The Irish Gambit is a chess opening that begins with the following moves:

1. e4 e5
2. Nf3 Nc6
3. Nxe5

==Origin==
The chess historian Edward Winter traced the origin of the Irish Gambit to an article published in the Columbia Chess Chronicle on July 16, 1887. The author of the article claims the gambit was invented by an Irishman named Dennis O'Flaherty. The article ends with these words:

Just before his demise he was asked to explain how he ever conceived this brilliant sacrifice. "Why," he said, "you old fool, I did not see that the Pawn was protected."

The Oxford Companion to Chess contains a similar story about the origins of the gambit:

On his death bed the anonymous inventor was asked what subtlety lay behind his gambit (so the tale runs), and his last words were: "I hadn't seen the king's pawn was defended."

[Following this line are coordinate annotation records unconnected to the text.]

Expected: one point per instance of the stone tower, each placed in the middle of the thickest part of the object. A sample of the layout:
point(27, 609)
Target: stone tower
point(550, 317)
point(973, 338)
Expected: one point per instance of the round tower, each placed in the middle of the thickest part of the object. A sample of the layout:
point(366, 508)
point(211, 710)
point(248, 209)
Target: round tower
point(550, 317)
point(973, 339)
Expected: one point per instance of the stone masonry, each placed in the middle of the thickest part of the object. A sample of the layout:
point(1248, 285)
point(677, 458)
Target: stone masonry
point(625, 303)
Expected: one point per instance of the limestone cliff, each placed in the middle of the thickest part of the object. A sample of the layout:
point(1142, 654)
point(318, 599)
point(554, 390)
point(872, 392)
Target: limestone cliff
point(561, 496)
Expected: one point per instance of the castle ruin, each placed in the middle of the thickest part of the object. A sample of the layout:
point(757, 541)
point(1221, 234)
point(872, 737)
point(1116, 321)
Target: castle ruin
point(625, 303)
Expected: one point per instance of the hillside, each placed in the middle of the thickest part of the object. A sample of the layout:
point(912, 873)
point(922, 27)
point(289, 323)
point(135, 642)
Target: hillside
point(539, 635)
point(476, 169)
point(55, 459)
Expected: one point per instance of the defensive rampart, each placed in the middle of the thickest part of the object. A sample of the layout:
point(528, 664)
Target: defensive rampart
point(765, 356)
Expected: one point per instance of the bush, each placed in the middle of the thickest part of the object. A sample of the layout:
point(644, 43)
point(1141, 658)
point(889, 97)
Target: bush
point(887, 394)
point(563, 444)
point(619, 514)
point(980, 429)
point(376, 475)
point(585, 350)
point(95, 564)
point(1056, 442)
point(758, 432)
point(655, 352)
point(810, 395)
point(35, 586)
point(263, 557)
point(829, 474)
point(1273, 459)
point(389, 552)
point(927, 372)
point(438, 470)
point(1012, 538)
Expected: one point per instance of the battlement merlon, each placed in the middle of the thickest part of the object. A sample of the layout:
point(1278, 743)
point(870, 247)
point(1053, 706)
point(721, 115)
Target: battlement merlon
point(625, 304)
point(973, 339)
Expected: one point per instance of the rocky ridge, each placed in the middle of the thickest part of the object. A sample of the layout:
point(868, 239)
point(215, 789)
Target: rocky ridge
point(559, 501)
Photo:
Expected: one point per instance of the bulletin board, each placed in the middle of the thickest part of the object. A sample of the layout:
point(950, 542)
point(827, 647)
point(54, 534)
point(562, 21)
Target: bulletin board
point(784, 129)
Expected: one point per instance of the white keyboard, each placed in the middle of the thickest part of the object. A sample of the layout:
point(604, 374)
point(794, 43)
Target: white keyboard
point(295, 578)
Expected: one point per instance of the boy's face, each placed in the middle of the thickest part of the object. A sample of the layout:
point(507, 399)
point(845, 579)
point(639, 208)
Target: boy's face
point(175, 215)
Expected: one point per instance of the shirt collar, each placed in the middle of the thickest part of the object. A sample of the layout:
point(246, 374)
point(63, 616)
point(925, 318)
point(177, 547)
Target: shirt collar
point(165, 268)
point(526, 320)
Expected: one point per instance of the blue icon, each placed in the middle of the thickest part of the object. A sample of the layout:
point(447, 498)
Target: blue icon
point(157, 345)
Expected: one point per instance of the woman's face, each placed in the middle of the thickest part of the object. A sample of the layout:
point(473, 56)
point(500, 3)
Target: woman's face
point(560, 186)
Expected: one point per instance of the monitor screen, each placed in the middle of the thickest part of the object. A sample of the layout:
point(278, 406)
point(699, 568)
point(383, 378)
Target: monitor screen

In 2018, the writer Shawn Gillen published an autobiographical essay entitled The Irish Gambit. Gillen begins by presenting the Irish Gambit as an ethnic joke, and goes on to compare the "[l]ogical thinking and the discipline
required to play chess" to stereotypes of Irish people:

My father had also internalized some ethnic clichés about the Irish and it played into his rationale for playing chess. "We can talk and we can write," he would tell me, "and we are good at politics but there aren't any famous Irish philosophers, mathematicians, or chess players."

==Chicago Gambit==

The Chicago Gambit is derived from the Irish Gambit. The Oxford Companion to Chess defines it as follows:

1. e4 e5
2. Nf3 Nc6
3. Nxe5 Nxe5
4. d4

A doctor named D. T. Phillips used the opening to defeat Harry Nelson Pillsbury in a simultaneous exhibition in Chicago on January 7, 1899.

The Oxford Companion to Chess describes the Chicago Gambit as "unsound" and compares it unfavorably to the Müller–Schulze Gambit, also known as the Halloween Gambit.